Setting your Gemstones

Setting your Gemstones

I've just finished working with an author on her first short story. It's in one of my favorite genres, allegorizing spiritual truths in a similar vein to Pilgrim's Progress. It was extra exciting because this was my second round of helping her bring her vision into a readable form, which meant I knew how much had changed and where new sections had been added in.

Many of my original issues with the story had been fixed, but something started to show more and more clearly as I read to the end. This lady is a professional proofreader—a role that I find about as exciting as the average man finds the outlet mall. Which means she's a genius at seeing the small details, but hired me to help with the big picture.

Falling in Love with our Gemstones

We've all been there. A particular scene, whether pivotal to the plot or revealing something vital about a character, will grab our heart. We can't help giving it more thought and time than other sections of our story.

But a jeweler knows the setting for the gem matters as much as the stone.

Build the Jewelry to Highlight your Gems

A story—whether a picture book with 300 words or a novel with 150k words—is a single entity.
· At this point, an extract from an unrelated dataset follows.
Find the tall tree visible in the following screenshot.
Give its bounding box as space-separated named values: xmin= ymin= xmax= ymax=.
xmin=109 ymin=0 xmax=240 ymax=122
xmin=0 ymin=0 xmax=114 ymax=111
Even a complex series of novels with a dozen 'main characters' trading places still has to be of one piece for it to be successful. This cohesiveness is something we instinctively feel as we enjoy a seasoned author's published work.

What few of us realize is that this doesn't just happen.

While it isn't exactly a walk in the park, there's something exhilarating about building a first draft of a story. Like an extended brainstorm, whatever pops into your head can go in and figuring out how to make it work can wait for later. Creative brains are messy brains, there's no getting around this reality.

But raw creativity is much like a raw diamond: somewhat attractive with its milky sheen, but odd and lumpy and nowhere close to reaching its potential beauty.

Polish your Gem

I recently heard about Pixar's struggle to develop their story Onward. The raw idea had come to them years before with the final climax grabbing their story team's heart. And that emotional payoff just wouldn't let them go. Several times they tried different strategies to get to that scene, but it just didn't work. But they loved the thought of presenting that single experience to the world so much they never gave up.

A single scene was the sole focus of the whole movie.

While you may find you love your characters best, like Jane Austen with Elizabeth Bennet, if the scenes that shape the character's story are vague, flat, or confusing, the whole story loses its luster.

Shape the Perfect Setting

But like Pixar found out, without a whole series of events and settings to give the pivotal scene meaning, the story won't matter to anyone. Every word in your story needs to serve the needs of that gem of a scene.

How can I check if a bit of my writing is helping or distracting when it's thousands of words removed from the key scene? Here are a few ideas:

  • Am I keeping the same feel? If the goal is a grand scene, the tone throughout the story needs to have a sense of grand scale. If it's intimate and quiet, the whole story needs to stay delicately told and hold the reader close to the characters.
  • Does a distant detail help me care about the consequences of the pivotal scene? Especially in a first draft it's easy to add in all kinds of things that end up not forwarding the plot. As I go back through with my gem in mind, it's time to cut these darlings.
  • Have I remembered to include elements that will make the key scene inevitable? Good authors in all genres use a technique called foreshadowing to help prepare the reader for the pivotal events of the story to make sense. God did this with Abraham's almost-sacrifice of Isaac; Gandalf hinted at the role Golem would play long before they reached Mount Doom.

Like a master goldsmith, you have the ability to shape and mold your story, but only if you consciously grab hold of this power.